I look forward to many more botanical discoveries as the season progresses.
May 9, 2016 at 6:01 am (insects (other), plant-eating insects)
Tags: bumble bee flower beetle, Celastrina ladon, Cicindela sexguttata, Euphoria inda, red admiral, six-spotted tiger beetle, spring azure, St. James Farm, Vanessa atalanta
by Carl Strang
Insects began to appear during April’s warm spells. Inevitably I have been comparing my finds at St. James Farm Forest Preserve to my experience at Mayslake Forest Preserve, the site of my previous preserve monitoring. Some of the early insects at St. James Farm are shared with Mayslake.
The red admiral overwinters in the pupal stage.
Another early season butterfly is the spring azure.
Other species I never found at Mayslake.
The six-spotted tiger beetle prowls the trails at St. James Farm, as it does on many forest preserves. I was perennially surprised that I never found them at Mayslake.
One impressive insect I encountered at St. James Farm was entirely new to my experience. I first saw it flying, and I thought I was seeing a large bee fly or a fat bee. Then it landed.
It proved to be a beetle. The bumble bee flower beetle’s name reflects its impressive mimicry.
This is a member of the scarab family, and it feeds from flowers, ripe fruits, and sap-exuding tree wounds.
May 4, 2016 at 6:17 am (birds)
Tags: great horned owl, St. James Farm
by Carl Strang
I wanted to minimize my disturbance of the St. James Farm great horned owls by checking their nest every other week until the young no longer needed to be brooded, then making weekly checks until branching seemed imminent. That plan quickly has become moot. As reported earlier, I first saw the young in the nest on April 21. A week later, the mother was standing watch. It was a cool day, but apparently the young were judged warm enough to be on their own.
Nothing is quite like the glare of a great horned owl who doesn’t want you around.
Monday was the first warm sunny day in over a week, and I decided to check the nest. It was empty, and the young were high up in a nearby white oak stem.

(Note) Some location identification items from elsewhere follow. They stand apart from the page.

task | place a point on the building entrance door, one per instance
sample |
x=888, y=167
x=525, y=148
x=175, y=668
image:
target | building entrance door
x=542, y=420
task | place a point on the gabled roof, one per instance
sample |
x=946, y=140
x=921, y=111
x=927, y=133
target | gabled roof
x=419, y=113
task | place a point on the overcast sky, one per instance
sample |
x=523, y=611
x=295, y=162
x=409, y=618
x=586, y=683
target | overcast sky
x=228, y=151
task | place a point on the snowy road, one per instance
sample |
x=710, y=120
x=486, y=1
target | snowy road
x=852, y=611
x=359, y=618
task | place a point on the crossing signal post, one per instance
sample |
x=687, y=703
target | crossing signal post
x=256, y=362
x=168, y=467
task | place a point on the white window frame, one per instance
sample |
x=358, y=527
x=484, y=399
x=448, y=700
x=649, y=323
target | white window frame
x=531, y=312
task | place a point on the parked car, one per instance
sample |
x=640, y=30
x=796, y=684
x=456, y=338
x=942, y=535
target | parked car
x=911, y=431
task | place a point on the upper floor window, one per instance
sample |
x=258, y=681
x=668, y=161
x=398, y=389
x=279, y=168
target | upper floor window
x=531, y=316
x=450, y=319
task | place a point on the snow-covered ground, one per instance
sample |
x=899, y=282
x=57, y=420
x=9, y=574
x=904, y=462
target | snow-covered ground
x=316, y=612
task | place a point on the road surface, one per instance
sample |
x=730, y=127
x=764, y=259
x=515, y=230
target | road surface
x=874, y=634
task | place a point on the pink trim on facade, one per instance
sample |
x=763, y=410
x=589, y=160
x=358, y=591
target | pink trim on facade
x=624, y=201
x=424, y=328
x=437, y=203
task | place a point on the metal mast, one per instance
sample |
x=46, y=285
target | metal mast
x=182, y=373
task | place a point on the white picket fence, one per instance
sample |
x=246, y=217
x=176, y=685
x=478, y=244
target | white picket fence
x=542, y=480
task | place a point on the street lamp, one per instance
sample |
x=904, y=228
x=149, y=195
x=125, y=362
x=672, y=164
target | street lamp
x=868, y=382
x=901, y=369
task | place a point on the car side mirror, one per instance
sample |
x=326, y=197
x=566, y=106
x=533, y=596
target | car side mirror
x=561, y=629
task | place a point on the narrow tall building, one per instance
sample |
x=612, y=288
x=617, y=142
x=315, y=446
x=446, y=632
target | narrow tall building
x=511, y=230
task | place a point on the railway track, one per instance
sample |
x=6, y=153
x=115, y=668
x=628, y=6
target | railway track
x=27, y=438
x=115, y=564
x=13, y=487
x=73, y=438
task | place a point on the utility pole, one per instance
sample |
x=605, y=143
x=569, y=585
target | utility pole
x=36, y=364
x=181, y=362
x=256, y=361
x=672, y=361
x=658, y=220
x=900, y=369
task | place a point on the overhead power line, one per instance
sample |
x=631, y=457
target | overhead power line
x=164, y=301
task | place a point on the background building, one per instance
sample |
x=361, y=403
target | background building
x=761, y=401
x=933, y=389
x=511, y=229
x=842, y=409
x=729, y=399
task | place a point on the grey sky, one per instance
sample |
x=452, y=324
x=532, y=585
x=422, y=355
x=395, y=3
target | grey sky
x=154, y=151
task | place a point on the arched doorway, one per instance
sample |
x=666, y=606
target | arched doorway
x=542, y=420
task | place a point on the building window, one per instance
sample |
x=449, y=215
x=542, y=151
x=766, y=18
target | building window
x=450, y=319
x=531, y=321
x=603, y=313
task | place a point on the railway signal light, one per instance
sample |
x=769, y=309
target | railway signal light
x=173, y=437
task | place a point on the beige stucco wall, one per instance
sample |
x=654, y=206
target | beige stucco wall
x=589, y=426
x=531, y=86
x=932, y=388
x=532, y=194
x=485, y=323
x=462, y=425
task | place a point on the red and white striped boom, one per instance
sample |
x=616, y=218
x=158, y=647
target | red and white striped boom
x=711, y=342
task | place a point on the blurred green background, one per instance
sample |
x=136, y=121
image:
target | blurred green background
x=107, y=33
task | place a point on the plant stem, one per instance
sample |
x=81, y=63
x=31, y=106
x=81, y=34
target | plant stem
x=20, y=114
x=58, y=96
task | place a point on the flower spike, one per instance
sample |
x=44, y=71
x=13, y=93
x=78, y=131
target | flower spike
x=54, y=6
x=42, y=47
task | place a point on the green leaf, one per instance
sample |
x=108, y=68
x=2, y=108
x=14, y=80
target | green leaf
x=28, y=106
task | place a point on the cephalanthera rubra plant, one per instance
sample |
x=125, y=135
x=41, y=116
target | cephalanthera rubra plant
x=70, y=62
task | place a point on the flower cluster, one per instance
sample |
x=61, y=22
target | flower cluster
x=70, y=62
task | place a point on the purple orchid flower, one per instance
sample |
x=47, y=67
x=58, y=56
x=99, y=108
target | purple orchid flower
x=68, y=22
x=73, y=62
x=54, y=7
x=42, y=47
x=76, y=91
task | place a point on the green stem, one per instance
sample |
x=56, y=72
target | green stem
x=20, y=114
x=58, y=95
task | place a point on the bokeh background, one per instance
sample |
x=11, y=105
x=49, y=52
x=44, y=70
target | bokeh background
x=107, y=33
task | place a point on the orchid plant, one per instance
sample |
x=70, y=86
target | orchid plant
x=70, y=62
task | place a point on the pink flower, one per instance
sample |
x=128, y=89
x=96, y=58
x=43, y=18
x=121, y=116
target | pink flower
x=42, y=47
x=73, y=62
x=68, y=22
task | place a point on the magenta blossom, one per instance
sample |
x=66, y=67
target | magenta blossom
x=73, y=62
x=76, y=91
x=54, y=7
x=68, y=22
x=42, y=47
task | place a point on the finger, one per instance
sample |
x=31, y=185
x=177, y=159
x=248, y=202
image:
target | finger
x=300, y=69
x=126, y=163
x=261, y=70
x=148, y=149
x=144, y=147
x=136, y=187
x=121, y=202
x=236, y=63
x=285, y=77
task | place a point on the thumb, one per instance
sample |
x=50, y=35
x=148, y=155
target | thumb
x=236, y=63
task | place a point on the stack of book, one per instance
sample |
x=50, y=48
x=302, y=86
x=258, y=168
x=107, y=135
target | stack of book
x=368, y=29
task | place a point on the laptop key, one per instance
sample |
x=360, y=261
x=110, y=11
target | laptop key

There were two, and this was the smaller one. Its sibling was nestled in a dark shaded spot, not easily photographed.
Young great horneds leave the nest before they can fly, walking and climbing with their strong feet, often into a tree other than the nest tree. That is why their departure is called “branching” rather than “fledging.” In this case their climb was impressive, as the bark of the tree they chose appeared relatively smooth. They are growing rapidly, and it is possible this is the last week I will see them for a while. It will be easy enough to monitor them as I wish through the summer, though, as their distinctive loud screeching-whining calls will give them away in the evenings.